Gus will have to find us another bottle. “Have you seen my brother this morning, Doctor?”
“You really shouldn’t touch the terrace rail, my dear. Better to keep your hands in your lap. I’ve taken on the study of metallic properties as something of a personal project. I’m convinced that dark metals like this”—he raps the rail for emphasis before wiping his knuckle on his coat—“cause a frenzy of the germ population.”
When he leans in to examine my teeth, I worry for a moment that he might catch the scent of brown liquor before remembering he is partly so agreeable because he lacks the observational skill that physicians before him have employed to ruin whole afternoons. “The metal heats over the course of the day, you see, and develops a viral compound. Elderly and infirm, such as yourself, should avoid contact entirely. I plan to publish my findings soon.” Elderly and infirm! He should know; his face is draped with soft folds of expressive skin, and he has a paunch that reveals itself against his clothes when the wind blows directly at him. His belly strains against the tight expanse of cotton, pressed and tucked like a buttoned sheet.
“All right then,” he says. “Let’s see those gums.”

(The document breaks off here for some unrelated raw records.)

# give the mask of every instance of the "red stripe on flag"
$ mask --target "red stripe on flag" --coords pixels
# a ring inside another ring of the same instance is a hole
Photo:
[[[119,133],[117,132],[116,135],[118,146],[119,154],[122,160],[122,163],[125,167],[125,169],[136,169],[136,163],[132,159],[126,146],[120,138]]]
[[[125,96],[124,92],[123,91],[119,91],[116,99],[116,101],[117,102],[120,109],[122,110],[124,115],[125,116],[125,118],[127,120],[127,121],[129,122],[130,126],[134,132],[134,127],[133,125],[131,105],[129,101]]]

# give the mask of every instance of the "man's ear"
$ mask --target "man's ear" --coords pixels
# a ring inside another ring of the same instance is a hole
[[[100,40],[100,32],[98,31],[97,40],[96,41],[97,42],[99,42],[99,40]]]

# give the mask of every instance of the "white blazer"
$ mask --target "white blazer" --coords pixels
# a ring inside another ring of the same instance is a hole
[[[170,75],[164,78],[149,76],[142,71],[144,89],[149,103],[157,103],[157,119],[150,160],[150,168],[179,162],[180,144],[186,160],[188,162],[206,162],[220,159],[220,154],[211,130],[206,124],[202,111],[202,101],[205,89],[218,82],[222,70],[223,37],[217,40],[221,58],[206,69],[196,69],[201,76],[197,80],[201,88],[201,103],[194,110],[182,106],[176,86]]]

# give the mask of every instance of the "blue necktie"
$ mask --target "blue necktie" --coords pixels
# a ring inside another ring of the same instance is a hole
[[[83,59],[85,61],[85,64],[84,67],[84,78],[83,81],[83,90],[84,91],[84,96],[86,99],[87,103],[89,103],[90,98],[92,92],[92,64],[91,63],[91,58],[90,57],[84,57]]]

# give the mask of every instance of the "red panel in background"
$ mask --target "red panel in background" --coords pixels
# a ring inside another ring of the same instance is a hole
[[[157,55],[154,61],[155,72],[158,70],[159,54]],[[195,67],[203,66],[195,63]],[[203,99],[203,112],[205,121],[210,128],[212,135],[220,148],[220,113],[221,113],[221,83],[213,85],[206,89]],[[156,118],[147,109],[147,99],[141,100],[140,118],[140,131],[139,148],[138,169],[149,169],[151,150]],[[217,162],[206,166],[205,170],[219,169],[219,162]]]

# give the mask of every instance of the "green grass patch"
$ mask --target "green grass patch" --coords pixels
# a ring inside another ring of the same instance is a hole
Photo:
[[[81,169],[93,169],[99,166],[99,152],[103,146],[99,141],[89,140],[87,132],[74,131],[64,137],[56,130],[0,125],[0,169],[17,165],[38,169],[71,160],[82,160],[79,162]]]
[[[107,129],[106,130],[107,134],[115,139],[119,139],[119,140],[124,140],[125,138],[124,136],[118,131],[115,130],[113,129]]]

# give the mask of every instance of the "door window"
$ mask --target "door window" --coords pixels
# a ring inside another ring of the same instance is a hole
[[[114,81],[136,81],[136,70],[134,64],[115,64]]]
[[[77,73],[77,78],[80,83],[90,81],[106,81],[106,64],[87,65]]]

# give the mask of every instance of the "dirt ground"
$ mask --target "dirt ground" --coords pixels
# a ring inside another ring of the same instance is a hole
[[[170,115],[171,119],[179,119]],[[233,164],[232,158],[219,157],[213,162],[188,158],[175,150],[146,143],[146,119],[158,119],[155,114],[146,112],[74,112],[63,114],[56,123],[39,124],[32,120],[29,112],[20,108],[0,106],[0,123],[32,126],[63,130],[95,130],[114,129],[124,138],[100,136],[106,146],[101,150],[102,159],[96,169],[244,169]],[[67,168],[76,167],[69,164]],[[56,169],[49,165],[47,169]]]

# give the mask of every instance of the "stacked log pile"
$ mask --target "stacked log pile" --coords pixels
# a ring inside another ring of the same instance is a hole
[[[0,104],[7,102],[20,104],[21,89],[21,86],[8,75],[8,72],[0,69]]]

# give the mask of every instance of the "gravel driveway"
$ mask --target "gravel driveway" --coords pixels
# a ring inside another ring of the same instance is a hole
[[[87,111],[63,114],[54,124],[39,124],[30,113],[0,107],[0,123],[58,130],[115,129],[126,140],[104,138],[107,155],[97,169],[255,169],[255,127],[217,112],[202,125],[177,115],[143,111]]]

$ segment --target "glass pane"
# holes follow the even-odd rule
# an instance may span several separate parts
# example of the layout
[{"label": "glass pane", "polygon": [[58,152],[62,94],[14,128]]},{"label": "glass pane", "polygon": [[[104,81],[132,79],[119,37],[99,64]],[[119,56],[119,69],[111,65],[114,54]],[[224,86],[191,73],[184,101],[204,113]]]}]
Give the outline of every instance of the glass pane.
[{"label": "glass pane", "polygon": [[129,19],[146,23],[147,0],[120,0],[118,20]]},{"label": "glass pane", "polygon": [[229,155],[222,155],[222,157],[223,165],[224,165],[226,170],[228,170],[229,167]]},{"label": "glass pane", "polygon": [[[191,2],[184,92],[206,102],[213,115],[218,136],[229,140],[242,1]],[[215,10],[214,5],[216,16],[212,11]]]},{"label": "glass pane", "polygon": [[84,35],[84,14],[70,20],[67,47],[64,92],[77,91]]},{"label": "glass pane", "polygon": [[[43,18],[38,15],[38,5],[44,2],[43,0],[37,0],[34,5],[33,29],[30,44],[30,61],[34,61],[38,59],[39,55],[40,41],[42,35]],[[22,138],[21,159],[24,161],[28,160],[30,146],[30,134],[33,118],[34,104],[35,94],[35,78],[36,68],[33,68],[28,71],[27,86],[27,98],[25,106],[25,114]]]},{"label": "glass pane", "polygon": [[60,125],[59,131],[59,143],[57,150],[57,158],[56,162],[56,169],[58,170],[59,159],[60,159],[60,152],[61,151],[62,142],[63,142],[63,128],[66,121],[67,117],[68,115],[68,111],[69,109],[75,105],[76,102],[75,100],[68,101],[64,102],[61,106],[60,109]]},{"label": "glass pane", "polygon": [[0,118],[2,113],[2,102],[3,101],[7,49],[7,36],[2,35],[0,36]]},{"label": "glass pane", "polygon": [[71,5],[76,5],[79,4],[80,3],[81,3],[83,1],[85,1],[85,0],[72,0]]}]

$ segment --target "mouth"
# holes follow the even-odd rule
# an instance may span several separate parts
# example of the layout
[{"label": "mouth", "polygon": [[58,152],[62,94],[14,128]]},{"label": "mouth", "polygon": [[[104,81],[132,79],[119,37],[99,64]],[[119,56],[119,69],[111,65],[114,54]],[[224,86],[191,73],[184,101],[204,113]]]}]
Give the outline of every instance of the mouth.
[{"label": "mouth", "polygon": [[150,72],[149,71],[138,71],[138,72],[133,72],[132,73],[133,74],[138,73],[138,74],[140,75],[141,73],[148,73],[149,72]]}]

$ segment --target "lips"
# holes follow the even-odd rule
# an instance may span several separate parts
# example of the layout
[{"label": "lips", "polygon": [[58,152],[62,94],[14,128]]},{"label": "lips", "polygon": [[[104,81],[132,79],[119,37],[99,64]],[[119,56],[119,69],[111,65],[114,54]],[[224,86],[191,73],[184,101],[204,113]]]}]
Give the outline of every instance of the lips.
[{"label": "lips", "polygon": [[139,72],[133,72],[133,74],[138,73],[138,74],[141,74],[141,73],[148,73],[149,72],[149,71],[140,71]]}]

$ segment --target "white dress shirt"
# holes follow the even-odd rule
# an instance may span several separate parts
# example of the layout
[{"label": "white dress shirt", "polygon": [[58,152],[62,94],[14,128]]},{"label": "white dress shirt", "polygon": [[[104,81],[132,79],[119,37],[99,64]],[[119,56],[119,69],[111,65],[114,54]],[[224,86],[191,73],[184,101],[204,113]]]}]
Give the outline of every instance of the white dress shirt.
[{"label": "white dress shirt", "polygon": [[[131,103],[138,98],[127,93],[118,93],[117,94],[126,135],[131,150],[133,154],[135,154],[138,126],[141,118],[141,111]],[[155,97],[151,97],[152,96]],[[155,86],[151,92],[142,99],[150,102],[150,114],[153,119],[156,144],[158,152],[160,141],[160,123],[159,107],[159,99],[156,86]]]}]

“And how is Madame Grunet?”
“I hope you might meet her. Even after all this time she still finds ways to charm me with her little thoughts. Last year we had a luncheon with Frantz Jourdain, and by the end of it he had invited us to a private showing of the Salon d’Automne. I’m not sure if you know him, but Frantz is not a simple man to charm.” He continues on like this, working his way through the endless proof that cultural capital requires. “Of course, I destroyed it by taking the wrong position in the gallery. My wife wouldn’t look at me for a week, but I’ll stand by it, the art world lately is a waste of the time and money of generous men.”